A flier sent to voters Monday from Republican candidate Ed Charamut's campaign attacked his opponent, Democratic state Rep. Matthew Lesser, arguing he would be bad for senior citizens. But the ad featured a cartoon-like image of Lesser, who is Jewish, with a wide-eyed grin, clutching a wad of $100 bills.

The mailer came after 11 people were killed in a mass shooting at a Pittsburgh synagogue on Saturday, which police have deemed a hate crime. It was the deadliest anti-Semitic incident in US history and has renewed scrutiny of anti-Semitism in the US.

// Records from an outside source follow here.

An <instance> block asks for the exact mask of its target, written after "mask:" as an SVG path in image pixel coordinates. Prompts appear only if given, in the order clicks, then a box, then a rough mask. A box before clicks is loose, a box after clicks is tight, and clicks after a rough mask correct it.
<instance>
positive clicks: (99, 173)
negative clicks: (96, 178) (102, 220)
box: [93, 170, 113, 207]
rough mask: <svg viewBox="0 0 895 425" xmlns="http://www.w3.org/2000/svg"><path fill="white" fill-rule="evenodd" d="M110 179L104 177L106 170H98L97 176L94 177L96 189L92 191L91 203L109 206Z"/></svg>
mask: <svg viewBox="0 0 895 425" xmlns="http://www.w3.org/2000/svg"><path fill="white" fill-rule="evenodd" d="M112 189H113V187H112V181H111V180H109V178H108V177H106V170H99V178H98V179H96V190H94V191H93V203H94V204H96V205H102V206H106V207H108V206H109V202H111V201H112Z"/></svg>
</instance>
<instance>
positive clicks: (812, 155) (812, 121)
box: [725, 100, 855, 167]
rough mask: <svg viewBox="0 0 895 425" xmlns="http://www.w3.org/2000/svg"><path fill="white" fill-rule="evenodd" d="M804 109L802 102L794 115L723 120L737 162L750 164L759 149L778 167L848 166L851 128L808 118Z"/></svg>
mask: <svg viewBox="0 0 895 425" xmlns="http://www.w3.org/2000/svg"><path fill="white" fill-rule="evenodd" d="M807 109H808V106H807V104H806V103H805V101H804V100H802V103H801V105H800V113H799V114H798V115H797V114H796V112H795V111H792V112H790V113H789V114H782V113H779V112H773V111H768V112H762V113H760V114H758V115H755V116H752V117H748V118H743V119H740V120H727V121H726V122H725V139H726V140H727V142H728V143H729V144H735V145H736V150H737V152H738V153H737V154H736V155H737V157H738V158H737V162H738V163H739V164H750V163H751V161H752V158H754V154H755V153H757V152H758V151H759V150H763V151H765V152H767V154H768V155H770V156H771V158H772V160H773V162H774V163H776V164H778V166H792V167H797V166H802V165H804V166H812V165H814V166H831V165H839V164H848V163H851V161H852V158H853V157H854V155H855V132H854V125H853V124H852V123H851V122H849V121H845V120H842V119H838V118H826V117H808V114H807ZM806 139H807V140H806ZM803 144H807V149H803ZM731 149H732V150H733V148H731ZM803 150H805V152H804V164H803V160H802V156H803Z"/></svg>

On Wednesday, Charamut's campaign posted a statement on Facebook apologizing to Lesser, the Jewish Community and "anyone who found the mailer to be anything other then a depiction of policy differences between the two candidates."

The campaign said its intention for the mailer was never to be "anything more than a reflection of Mr. Lesser's policy record" and "in no way ever intended for the mailer to be about Mr. Lesser's religious background."

"However, it is clear now that the imagery could be interpreted as anti-Semitic, and for that we deeply apologize as hate speech of any kind does not belong in our society and especially not in our politics," the campaign said.

CNN had reached out to the Charamut campaign.

Following initial reports about the ad, the Anti-Defamation League's Connecticut branch told The Hartford Courant that the "juxtaposition of a Jewish candidate for office and money in this manner suggests an age-old anti-Semitic trope."

At first, Charamut defended the flier in an email to the Courant Tuesday, telling the newspaper that "those wishing to portray a graphic illustration as something hateful are completely wrong."

"I reject hate speech in all its forms," Charamut wrote to the paper. "The mailer draws a stark contrast between myself and Matt Lesser."

After calling the criticism "false outrage" in an interview with the Courant, the state party chair J.R. Romano amended his previous comments, saying in a written statement provided to the newspaper that the image should be "recognized as offensive."

"I had the opportunity to discuss some of the context of the recent mailer sent by candidate Ed Charamut involving State Representative Matt Lesser," he said in his statement to the Courant. "Several things have come into perspective from conversations with Jewish friends, including Jewish Republicans. In a race with a Jewish candidate, this image should be recognized as offensive, raising classic anti-Semitic tropes. It cannot be justified. I personally would not have approved this mailer, and I am grateful that the party did not approve it."

Romano said in his statement to the Courant that he has requested to sit down with the ADL to "broaden my understanding of and sensitivity to anti-Semitism."

The state Republican party and the ADL did not immediately return CNN's request for comment.

Lesser told The Washington Post that the mailer "uses imagery that's been used to vilify the Jewish people for hundreds of years, and grossly caricatured my face and has me clutching a pile of money."

"That's as explicitly anti-Semitic as anything can be," he told the newspaper.

CNN has also reached to Lesser's campaign.

The ADL found last year that anti-Semitic incidents rose almost 60%, the largest single-year increase on record.